Childhood development theories outline four initial periods in your child's life: infancy, early childhood, middle childhood and puberty. These periods are affected by the genetic make-up of your child and the environment in which he is reared.
Nature Versus Nurture
Physical development depends as much on nature as it does on the environment in which your child is reared. This concept is referred to as "nature versus nurture." Genetic make-up is inherited from his parents and set at conception. These genetic traits determine the potential for such matters as height and general muscle development; this is nature's influence.
Nurture, the child's environment and experiences, influences overall health and activity levels which contribute to his physical development because his environment is the framework in which he physically interacts with the world.
Some abilities are fully developed at birth such as smell and hearing. Proper vision, however, takes time to develop. Infants can't clearly see far way objects. Their vision is only 20/600, so they can only see objects about eight to 14 inches away. Developing depth perception and focusing on distant objects take up to nine months.
By his first birthday, your baby will triple his weight, growing almost 10 inches in length. Subsequently, the growth rate slows; two and half inches per year is normal.
Along with physical growth, sensory development and motor skills discovery are the primary changes taking place. Your baby begins to touch, feel and taste objects, building a bank of information for future reference. This is a time of simple motor skill development. The baby can grasp, begin to move body parts at will, and later, begin to sit up, crawl, play with objects, walk, fall down and get back up.
Physical Growth and Development
The growth between two and seven years is less than the previous two. She will grow about two and a half inches per year with weight accumulation of about five to seven pounds per year, but she will begin to lose her baby fat. Girls will still have more fat the boys and boys more muscle than girls. Another important change during this time is that your child's daily caloric requirement is markedly higher, requiring about 1,700 calories per day.
Children seven to 12 years old develop greater control of their motor skills, allowing them to accomplish more complex tasks than in early childhood. In this period, your child will begin to ride bikes, skate, skipping rope and play other more physical games. These activities involve large muscle groups and gross motor skills in which boys generally outperform girls. Girls, however, do better at fine motor skill tasks. Fine motor skills, such as painting and drawing, require more dexterity and involve the smaller muscle groups such as hands and fingers.

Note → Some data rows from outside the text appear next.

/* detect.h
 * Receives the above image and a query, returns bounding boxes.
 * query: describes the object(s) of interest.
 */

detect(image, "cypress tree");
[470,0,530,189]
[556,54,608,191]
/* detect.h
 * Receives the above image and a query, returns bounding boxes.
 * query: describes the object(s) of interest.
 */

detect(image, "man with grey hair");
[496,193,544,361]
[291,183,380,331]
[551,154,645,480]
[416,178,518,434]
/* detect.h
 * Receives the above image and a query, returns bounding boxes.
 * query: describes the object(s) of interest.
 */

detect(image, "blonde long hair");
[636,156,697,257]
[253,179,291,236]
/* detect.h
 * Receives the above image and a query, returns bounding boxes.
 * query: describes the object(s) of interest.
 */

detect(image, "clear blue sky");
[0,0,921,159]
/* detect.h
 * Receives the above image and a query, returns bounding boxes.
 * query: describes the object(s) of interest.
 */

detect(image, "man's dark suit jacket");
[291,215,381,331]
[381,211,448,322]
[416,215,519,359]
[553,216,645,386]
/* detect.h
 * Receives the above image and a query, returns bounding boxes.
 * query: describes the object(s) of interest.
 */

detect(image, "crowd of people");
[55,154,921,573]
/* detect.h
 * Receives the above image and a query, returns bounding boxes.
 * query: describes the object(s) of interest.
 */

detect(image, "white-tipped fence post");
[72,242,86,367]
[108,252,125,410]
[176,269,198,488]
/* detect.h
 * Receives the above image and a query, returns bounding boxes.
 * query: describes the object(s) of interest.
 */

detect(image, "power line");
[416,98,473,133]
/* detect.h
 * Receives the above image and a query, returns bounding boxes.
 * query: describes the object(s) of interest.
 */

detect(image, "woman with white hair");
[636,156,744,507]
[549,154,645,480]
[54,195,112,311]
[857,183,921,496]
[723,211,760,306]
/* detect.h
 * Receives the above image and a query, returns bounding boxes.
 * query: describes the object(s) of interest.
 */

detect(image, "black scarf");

Your child will put on weight at a rate of five to seven pounds per year and grow two to three inches per year. By the end of this period, boys should be about 4.8 feet tall and girls 4.83 feet tall. Body fat continues to decline, and by age 12, most baby fat is gone.
In this pubescent period (8 to 15), a child's body moves from childhood to adulthood. Puberty usually lasts two to five years. Girls (8 to 13 years old) generally began this transition earlier than boys (10 to 15 years old). Their bodies begin to take on characteristics of an adult. This includes sexual development and drastic changes in body contours that no longer resemble that of a child.